Harga Minyak Sedikit Berubah karena Pasar Mempertimbangkan Dampak Pembicaraan AS-Iran Permintaan
Harga minyak hampir tidak berubah pada hari Selasa karena para pedagang mempertimbangkan dampak pada pasokan dari kemungkinan kegagalan pembicaraan AS-Iran mengenai program nuklir Teheran, permintaan fisik bulan depan yang kuat di Asia dan prospek yang hati-hati untuk ekonomi makro Tiongkok.
Harga minyak mentah berjangka Brent BRN1! turun 6 sen menjadi $65,48 per barel pada pukul 03.05 GMT. Harga minyak mentah berjangka West Texas Intermediate AS CL1! naik 1 sen menjadi $62,7.
Pembahasan mengenai program nuklir Iran akan “tidak menghasilkan apa-apa” jika Washington bersikeras agar Teheran memangkas aktivitas pengayaan uranium sepenuhnya, media pemerintah mengutip pernyataan Wakil Menteri Luar Negeri Majid Takhtravanchi pada hari Senin.

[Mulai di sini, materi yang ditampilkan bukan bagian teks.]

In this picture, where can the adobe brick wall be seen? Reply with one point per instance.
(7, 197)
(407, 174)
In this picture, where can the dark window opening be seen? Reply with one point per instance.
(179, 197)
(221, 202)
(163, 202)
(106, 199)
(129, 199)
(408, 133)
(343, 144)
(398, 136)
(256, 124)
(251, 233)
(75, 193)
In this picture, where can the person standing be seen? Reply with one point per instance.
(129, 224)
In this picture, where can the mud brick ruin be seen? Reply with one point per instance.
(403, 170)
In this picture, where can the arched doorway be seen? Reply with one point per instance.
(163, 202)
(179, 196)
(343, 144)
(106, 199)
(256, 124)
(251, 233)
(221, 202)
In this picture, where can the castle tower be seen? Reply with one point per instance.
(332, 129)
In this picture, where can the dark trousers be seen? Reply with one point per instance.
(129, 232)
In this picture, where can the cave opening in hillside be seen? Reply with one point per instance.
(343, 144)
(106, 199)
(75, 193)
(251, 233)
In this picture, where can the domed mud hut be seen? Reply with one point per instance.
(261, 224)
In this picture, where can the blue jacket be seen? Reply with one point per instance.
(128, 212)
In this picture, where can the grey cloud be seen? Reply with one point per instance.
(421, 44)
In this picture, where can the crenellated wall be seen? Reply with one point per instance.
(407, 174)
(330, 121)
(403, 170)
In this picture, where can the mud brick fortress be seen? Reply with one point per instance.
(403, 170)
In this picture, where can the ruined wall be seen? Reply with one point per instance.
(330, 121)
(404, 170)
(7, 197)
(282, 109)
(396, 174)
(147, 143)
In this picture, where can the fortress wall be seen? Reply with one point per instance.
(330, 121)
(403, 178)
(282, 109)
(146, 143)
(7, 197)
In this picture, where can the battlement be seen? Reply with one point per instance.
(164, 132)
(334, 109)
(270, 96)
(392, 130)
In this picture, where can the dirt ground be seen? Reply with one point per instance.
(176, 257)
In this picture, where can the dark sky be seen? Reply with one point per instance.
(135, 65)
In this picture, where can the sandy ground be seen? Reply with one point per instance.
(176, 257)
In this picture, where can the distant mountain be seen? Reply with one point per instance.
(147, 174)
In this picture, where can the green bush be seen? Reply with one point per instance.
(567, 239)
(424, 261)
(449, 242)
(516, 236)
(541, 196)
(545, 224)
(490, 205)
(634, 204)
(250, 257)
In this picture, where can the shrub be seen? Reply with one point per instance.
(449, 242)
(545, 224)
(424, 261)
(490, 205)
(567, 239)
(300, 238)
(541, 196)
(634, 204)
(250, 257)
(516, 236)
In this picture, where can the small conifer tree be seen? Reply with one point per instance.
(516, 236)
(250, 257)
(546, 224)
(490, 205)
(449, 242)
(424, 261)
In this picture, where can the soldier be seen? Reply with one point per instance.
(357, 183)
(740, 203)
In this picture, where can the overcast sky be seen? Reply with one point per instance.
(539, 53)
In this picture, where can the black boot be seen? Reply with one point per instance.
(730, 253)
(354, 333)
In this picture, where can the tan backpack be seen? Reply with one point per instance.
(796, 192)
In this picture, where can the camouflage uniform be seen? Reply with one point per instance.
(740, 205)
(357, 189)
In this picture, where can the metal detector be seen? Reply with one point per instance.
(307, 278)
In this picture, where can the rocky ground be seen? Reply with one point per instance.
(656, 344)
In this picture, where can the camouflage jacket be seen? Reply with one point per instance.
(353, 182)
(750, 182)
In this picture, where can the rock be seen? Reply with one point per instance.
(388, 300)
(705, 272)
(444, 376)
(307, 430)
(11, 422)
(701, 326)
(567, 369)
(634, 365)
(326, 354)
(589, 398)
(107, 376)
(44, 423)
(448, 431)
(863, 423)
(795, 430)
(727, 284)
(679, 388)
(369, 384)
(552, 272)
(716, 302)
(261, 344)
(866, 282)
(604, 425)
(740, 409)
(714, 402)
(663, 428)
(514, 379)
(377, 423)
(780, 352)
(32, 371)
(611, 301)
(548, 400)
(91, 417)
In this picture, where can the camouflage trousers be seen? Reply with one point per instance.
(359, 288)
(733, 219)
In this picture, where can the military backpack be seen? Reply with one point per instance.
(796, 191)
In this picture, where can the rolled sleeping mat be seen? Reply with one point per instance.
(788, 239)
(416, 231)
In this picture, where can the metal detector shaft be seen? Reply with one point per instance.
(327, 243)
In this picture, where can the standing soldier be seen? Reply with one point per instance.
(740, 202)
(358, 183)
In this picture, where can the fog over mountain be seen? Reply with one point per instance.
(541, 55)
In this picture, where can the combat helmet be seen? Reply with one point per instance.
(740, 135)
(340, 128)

Pernyataan itu muncul setelah utusan khusus AS Steve Witkoff menegaskan kembali pada hari Minggu bahwa Washington akan mengharuskan setiap kesepakatan baru untuk menyertakan pakta untuk menahan diri dari pengayaan, pendahulu pengembangan bom nuklir.
Kesepakatan tersebut akan membuka jalan bagi pelonggaran sanksi AS dan memungkinkan Iran untuk meningkatkan ekspor minyak sebesar 300.000 barel menjadi 400.000 barel per hari, kata analis StoneX Alex Hodes.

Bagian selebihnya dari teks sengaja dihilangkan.